Une douleur persistante
Ce matin du 27 février 2024, la douleur à la cuisse est toujours présente et prégnante. « Même si c’est frustrant je décide de ne pas faire de gros efforts. » Rien de tel que d’être en terrasse d’un café. Il descend doucettement en centre-ville à sa recherche. « J’aimerais y écrire les quelques cartes postales achetées il y a deux jours. » Cette journée de repos est l’occasion pour déguster ces fameuses langoustes qui font la réputation de l’île, d’autant que la dernière remonte au temps de l’île d’Amsterdam.
« Je réserve une table au restaurant, El Mirador, pour ce soir. C’est ici d’ailleurs que j’écris mes cartes postales, avec une vue imprenable sur la baie de Cumberland, où est coulé le Dresden. »
Ne rien faire disait-il. « Ce matin, je trouve un moniteur de plongée qui m’emmènera faire du snorkeling cette après-midi pour seulement 25 €. » Les textes couchés sur papier glacé, il adopte la direction de la poste, où il fait tamponner une carte historique achetée auparavant.
Des burgers de poissons fait maison au déjeuner, il s’achemine vers les bureaux de la CONAF le ventre plein. Il planifie et organise sa conférence avec, dans un coin de sa tête le rendez-vous avec la faune marine. « Je quitte précipitamment les locaux, le vaisseau risque de m’attendre pour aller plonger », s’affole Flavien après avoir jeté un coup d’œil sur sa montre.
Avec la préparation, il ne grimpe dans le bateau qu’à 17 h et navigue jusqu’à l’autre bout de la baie. « L’eau est à 20 °C, mais l’extérieur étant plus frais, l’entrée dans l’océan est presque glaçante, mais revigorante. » Pour une fois Flavien découvre un milieu d’une incroyable richesse où ses savoirs sont comme ceux d’un touriste. « Je ne me suis pas beaucoup renseigné, je suis donc un peu perdu avec toutes ces espèces qui me sont inconnues. »
Il se rassure avec quelques espèces en commun avec Amsterdam comme les impressionnantes sérioles. « J’ai la chance de furtivement nager avec une otarie de Juan Fernandez », s’émerveille le baroudeur. Une douche prise, le gastronome file au restaurant El Mirador.

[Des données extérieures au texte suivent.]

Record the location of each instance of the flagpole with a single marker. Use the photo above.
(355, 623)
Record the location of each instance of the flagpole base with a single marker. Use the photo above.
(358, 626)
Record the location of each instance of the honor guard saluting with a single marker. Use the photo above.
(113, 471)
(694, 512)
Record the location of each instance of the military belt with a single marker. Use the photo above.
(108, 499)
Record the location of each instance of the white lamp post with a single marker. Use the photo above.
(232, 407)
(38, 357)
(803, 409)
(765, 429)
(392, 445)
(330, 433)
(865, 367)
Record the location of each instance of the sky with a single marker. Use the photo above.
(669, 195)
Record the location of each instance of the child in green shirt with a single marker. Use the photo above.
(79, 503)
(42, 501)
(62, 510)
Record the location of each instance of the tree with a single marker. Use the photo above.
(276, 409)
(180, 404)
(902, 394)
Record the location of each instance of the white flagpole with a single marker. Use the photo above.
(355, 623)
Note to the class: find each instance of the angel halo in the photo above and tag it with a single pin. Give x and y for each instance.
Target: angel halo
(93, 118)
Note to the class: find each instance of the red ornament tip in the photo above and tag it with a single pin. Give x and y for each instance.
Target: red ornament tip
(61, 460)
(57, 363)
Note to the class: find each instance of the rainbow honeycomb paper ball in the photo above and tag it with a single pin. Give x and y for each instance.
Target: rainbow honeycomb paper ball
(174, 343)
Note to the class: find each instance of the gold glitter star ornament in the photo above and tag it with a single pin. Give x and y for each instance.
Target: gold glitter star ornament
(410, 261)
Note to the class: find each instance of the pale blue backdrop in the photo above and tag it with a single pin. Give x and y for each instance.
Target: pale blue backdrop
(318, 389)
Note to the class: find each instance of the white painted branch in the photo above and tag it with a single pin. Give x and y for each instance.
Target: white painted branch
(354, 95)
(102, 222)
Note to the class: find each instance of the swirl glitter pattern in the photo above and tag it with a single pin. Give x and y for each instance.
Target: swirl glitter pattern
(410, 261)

(Crédits : Flavien Saboureau)
« Bien que la langouste soit de plus grande taille, le goût est très similaire à l’amstellodamoise. Accompagnée d’une bière brassée dans le petit village de l’île, on ne peut faire plus locale », martèle Flavien voyant arriver la gourmandise de fin de raps. Devinez sur quel type d’entremets ses yeux se sont posés. « Le dessert est une glace à base maqui (Aristotelia chilensis), l’une des invasives les plus problématiques sur l’île, mais quel délice ! Je rentre sous une pluie d’étoiles avec la peau du ventre bien tendue. » Cette journée de repos, très agréable, souffle-t-il, a permis de réaliser quelques activités qu’il ne me fallait surtout pas rater avant le départ. À suivre…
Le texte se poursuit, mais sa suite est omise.